Celà n’est plus un secret de polichinelle, le système de santé malien se trouve actuellement à un tournant décisif. Selon Dr Zeinabou SALL Epse CISSOKO,
Enseignante Chercheur à l’Université de Birmingham, USA, malgré les efforts fournis depuis plusieurs années, les réalités du terrain montrent que de profondes réformes et des investissements ciblés sont indispensables pour garantir à chaque Malien un accès équitable, digne et efficace aux soins de santé.

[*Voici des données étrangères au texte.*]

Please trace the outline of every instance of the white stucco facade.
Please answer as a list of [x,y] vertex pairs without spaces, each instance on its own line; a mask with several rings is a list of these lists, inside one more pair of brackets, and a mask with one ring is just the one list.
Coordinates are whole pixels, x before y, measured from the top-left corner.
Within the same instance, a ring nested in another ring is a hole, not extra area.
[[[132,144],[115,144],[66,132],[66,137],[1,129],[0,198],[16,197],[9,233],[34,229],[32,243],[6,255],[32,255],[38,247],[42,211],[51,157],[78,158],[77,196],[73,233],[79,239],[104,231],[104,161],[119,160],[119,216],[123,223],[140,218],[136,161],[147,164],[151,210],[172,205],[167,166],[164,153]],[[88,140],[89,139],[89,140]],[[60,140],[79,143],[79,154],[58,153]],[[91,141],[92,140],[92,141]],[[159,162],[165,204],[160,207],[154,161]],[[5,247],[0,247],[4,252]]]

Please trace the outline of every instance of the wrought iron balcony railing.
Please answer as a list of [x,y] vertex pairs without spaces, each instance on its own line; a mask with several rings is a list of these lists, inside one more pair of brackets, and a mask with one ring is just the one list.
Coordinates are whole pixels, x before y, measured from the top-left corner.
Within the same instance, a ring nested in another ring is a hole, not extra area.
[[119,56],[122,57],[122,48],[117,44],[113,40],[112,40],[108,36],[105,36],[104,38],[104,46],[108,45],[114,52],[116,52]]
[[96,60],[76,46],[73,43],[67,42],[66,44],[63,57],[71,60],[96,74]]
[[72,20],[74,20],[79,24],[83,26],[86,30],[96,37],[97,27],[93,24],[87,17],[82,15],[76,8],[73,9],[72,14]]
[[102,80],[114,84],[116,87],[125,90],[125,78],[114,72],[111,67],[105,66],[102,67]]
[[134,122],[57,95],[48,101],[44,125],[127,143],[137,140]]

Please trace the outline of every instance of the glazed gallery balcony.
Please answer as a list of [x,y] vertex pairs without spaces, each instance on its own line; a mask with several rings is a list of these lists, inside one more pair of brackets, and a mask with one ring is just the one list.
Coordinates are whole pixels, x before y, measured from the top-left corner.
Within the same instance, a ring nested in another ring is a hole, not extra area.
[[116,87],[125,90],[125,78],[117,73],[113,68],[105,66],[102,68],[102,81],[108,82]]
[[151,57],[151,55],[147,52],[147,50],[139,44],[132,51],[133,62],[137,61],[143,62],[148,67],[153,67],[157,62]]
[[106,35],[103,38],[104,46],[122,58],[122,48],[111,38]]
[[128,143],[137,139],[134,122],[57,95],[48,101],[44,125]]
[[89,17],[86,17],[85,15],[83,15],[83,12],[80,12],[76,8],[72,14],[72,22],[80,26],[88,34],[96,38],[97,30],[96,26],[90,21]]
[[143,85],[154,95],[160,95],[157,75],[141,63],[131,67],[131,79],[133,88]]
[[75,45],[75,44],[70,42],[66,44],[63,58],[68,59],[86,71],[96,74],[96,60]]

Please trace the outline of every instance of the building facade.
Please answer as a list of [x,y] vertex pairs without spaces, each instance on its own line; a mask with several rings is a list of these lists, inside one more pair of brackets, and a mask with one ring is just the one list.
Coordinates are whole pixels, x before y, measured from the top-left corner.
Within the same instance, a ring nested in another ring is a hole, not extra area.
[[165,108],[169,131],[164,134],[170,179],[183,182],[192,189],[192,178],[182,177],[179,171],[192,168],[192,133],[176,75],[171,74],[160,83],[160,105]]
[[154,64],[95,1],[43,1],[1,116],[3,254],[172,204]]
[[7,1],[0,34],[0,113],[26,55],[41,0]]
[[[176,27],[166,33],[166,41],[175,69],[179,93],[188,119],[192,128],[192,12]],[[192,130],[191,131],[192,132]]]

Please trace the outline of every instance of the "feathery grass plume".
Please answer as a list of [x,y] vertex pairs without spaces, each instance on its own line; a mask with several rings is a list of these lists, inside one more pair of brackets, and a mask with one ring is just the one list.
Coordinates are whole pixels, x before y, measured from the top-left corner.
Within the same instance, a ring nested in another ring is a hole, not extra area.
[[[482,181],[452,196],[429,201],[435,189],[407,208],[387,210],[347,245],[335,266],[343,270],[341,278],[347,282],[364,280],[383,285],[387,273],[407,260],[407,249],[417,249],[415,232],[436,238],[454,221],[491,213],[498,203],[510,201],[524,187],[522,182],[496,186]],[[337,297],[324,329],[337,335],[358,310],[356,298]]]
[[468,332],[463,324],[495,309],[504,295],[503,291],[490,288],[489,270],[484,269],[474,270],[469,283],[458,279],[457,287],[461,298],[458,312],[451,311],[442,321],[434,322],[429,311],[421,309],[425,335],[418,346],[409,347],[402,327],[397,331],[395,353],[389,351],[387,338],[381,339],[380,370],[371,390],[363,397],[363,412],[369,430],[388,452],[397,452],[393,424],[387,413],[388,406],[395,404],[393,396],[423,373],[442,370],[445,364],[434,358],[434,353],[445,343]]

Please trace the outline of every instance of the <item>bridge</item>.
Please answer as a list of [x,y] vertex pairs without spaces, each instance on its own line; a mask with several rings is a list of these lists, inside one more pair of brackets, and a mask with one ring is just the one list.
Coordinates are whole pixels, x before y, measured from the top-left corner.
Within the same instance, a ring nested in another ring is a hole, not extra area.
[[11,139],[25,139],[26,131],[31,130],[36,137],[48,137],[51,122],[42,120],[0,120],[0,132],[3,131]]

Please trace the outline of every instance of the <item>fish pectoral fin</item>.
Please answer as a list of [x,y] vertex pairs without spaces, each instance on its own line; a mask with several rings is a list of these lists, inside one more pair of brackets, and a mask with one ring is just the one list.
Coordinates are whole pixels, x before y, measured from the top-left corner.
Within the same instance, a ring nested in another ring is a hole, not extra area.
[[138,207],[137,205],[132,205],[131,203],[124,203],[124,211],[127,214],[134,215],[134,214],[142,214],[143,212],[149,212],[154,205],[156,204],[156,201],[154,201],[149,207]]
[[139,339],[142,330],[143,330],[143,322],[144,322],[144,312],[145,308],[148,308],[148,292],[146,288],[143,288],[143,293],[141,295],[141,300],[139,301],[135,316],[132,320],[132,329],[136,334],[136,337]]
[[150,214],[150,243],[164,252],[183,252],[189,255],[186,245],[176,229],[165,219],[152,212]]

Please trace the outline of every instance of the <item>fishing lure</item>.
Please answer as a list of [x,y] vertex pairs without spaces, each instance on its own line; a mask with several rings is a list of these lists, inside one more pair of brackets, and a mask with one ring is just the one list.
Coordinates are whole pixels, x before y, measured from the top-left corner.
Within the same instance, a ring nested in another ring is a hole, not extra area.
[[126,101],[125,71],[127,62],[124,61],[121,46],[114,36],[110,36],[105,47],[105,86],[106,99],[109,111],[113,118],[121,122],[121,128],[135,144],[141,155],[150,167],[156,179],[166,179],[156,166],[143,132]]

Très soucieuse du Mali, elle estime que le premier besoin fondamental dans le système sanitaire malien se situe au niveau du renforcement des infrastructures de santé. « De nombreux centres de santé communautaires manquent encore d’équipements essentiels, de plateaux techniques adaptés et d’espaces conformes pour accueillir les patients. Sans structures solides et fonctionnelles, la qualité des soins restera limitée, surtout dans les zones rurales où les populations sont les plus vulnérables », martèle Dr Zeinabou SALL Epse CISSOKO.
À l’en croire, le deuxième besoin concerne les ressources humaines en santé. Le Mali fait face à une pénurie critique de médecins, sages-femmes, infirmiers, pharmaciens et spécialistes. Beaucoup travaillent dans des conditions difficiles, sans équipements adéquats, sans formations continues, et parfois sans sécurité. Le pays a urgemment besoin d’un plan national ambitieux pour former, motiver, déployer et retenir ses professionnels de santé.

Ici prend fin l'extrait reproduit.